Existe-t-il une façon d’avoir une relation saine avec le sport? De se donner corps et âme, que ce soit sur le terrain ou dans les gradins, sans que l’exercice ne devienne synonyme de manie ou d’obsession? Comme pour tout passetemps, comme pour toute profession, nous pouvons perdre les pédales de temps à autres : tandis que certains deviennent athlétiques, d’autres deviennent carriéristes. Que son équipe favorite se fasse lessiver ou que l’on échappe une promotion, on en ressent viscéralement les effets, et on l’exprime souvent à voix haute. N’étant aucunement un amateur de baseball, je peux tout de même comprendre la frénésie qu’un tel parallèle peut provoquer…
42 relate les exploits du joueur de baseball Jackie Robinson (
Chadwick Boseman) lors des débuts de sa carrière, de son séjour avec les Monarchs jusqu’à celui avec les Royals de Montréal avant de devenir le premier Afro-Américain à se joindre à une équipe des Ligues majeures, en l’occurrence les Dodgers de Brooklyn. Le présent exercice s’enracine dans cette histoire factuelle et la suit de manière simpliste. Le simple fait de vouloir mettre en images ce moment historique et symbolique s’avère périlleux. Est-il possible de naviguer ici en établissant et en soutenant à la fois le récit d’un simple joueur de baseball et celui du héros d’un peuple oppressé? Certes, une mission difficile…
C’est à
Brian Helgeland, plus connu pour son travail sur les scénarios de
L.A. Confidential,
Mystic River et
Man on Fire, que revint la tâche d’entreprendre pareil voyage. Malheureusement pour lui, son travail derrière la caméra n’arrive jamais à révéler l’ampleur et l’importance que recèle une histoire comme celle de Robinson, Helgeland ne parvenant au final qu’à créer un film moyen sur le baseball. L’expérience tombe particulièrement à plat lorsque le réalisateur tente de donner dans une verve plus historique, même s’il s’agit pourtant du principal, voire du seul, attrait de
42. Même si la lutte contre le racisme demeure le point de mire du film d’Helgeland, ce sont néanmoins les séquences de jeu exposant les talents d’athlète de Robinson qui triomphent au final. Helgeland utilise ainsi les scènes de lutte éthique de manière maladroite, lesquelles s’avère souvent si forcées et évidentes que leur déploiement ne s’en révèle que plus académique et caricatural.

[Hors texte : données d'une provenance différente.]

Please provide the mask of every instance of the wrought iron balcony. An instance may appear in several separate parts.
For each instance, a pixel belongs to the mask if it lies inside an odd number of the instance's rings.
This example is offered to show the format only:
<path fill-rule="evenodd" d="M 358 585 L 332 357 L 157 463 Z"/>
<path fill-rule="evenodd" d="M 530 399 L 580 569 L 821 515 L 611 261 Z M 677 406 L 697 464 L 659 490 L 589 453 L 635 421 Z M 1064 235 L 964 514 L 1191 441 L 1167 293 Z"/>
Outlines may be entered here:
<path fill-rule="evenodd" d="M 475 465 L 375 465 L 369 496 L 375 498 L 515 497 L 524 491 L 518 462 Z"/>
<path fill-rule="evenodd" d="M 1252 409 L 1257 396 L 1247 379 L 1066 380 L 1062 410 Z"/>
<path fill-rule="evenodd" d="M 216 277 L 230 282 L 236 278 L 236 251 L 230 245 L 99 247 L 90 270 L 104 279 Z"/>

Ce qui devient très clair en regardant l’opus d’Helgeland, c’est que l’on ne pourra jamais dire que
42 est un simple film de baseball, le seul nom de Robinson amenant en soi un tollé d’émotions en plus d’une qualité mythique. Ce ne sera jamais un
Moneyball de
Bennett Miller, un film qui n’avait pas de responsabilité sociale, même s’il racontait un événement important de l’histoire des ligues majeures.
42 se sert d’un événement clé de l’histoire américaine et ne peut aucunement s’en échapper. Parallèlement,
A League of Their Own de Penny Marshall demeure un exemple autrement plus convainquant démontrant qu’il est tout à fait possible de mêler sport et combat d’équité au coeur d’une même production.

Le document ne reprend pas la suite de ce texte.